ECLI:NL:HR:2002:AE4722
Hoge Raad
- Cassatie
- E. Korthals Altes
- L. Monné
- P.J. van Amersfoort
- J.W. van den Berge
- C.J.J. van Maanen
- Rechtspraak.nl
Cassatie over onroerendezaakbelastingen en de toepassing van artikel 241 van de Gemeentewet
In deze zaak gaat het om een beroep in cassatie van het college van burgemeester en wethouders van de gemeente Haarlemmermeer tegen een uitspraak van het Gerechtshof te Amsterdam. De zaak betreft aanslagen in de onroerendezaakbelastingen voor het jaar 1998, opgelegd aan belanghebbende voor het genot krachtens zakelijk recht van de onroerende zaak aan de a-straat 1 te Z. De heffingsgrondslag voor deze aanslagen bedroeg f 431.000. Belanghebbende maakte bezwaar tegen deze aanslagen, maar werd door het hoofd van de afdeling heffingen en invordering niet-ontvankelijk verklaard. Hierop heeft belanghebbende beroep ingesteld bij het Hof, dat het beroep gegrond verklaarde en de bestreden uitspraak vernietigde. Het Hof bepaalde dat het bezwaar van belanghebbende aanhangig bleef totdat de uitspraak in een andere procedure, die betrekking had op de waardering van de onroerende zaak, onherroepelijk was geworden.

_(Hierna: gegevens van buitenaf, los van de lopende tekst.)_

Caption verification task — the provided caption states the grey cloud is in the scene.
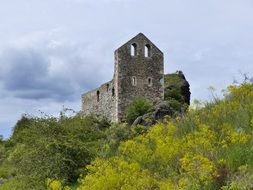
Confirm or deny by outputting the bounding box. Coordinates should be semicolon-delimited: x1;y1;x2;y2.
0;42;108;101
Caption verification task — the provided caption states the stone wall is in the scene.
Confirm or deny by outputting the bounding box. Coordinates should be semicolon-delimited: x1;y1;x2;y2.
82;80;116;120
114;34;164;121
82;33;164;122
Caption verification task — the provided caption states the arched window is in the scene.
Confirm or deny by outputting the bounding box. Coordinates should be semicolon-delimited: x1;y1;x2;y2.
112;88;115;96
148;77;153;86
132;77;137;86
97;90;100;102
131;43;137;56
144;44;151;57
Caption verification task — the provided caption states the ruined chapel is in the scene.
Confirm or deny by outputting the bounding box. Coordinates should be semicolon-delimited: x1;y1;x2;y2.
82;33;164;122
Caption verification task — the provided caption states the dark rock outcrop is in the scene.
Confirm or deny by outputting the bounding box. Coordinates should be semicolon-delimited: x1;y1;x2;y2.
132;71;191;126
132;101;180;126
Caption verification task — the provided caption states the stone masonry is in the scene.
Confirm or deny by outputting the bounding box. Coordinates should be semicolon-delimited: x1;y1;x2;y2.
82;33;164;122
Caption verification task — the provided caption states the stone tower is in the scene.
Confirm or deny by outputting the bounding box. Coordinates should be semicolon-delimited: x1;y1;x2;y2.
82;33;164;122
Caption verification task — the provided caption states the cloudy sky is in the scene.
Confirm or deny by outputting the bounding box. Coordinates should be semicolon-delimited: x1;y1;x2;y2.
0;0;253;137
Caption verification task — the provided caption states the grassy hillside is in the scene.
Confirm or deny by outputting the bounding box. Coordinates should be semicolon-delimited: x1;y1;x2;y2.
79;84;253;190
0;84;253;190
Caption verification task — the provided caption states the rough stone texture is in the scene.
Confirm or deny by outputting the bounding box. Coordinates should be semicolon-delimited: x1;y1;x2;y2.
82;33;164;122
132;101;179;126
164;71;191;105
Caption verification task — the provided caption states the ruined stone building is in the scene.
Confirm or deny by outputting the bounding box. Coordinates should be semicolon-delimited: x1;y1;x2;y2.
82;33;164;122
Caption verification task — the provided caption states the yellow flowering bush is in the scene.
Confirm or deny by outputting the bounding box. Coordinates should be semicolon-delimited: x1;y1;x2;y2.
79;84;253;190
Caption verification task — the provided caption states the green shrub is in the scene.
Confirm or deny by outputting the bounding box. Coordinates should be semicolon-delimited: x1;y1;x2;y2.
126;98;152;124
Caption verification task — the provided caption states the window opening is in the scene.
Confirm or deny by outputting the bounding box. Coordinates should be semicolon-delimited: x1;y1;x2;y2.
145;44;151;57
112;88;115;96
97;90;100;102
132;77;137;86
131;43;137;56
148;77;152;86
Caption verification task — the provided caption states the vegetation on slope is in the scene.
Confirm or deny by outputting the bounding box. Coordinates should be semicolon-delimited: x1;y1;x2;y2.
78;84;253;190
0;78;253;190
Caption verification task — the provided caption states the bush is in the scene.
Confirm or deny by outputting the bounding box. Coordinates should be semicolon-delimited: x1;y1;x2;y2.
126;98;152;124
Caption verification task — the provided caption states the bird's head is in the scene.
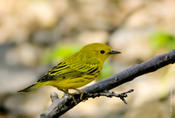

De Hoge Raad behandelt de vraag of het Hof terecht heeft geoordeeld dat artikel 241 van de Gemeentewet van toepassing is. Dit artikel is bedoeld om te voorkomen dat er afzonderlijke procedures worden gevoerd over dezelfde feiten en omstandigheden die zowel van belang zijn voor de heffing van onroerendezaakbelastingen als voor de vaststelling van de waarde van de onroerende zaak. De Hoge Raad oordeelt dat het Hof terecht heeft vastgesteld dat in dit geval sprake is van een situatie waarin artikel 241 van de Gemeentewet van toepassing is. De Hoge Raad verklaart het beroep van het college ongegrond en bevestigt de uitspraak van het Hof.
De Hoge Raad acht geen termen aanwezig voor een veroordeling in de proceskosten. Dit arrest is gewezen door de vice-president E. Korthals Altes als voorzitter, en de raadsheren L. Monné, P.J. van Amersfoort, J.W. van den Berge en C.J.J. van Maanen, en is openbaar uitgesproken op 28 juni 2002. Tevens wordt er een griffierecht geheven van € 327, waarbij een eerder betaald bedrag van f 327 (€ 142,94) in mindering wordt gebracht, zodat er nog € 184,06 resteert.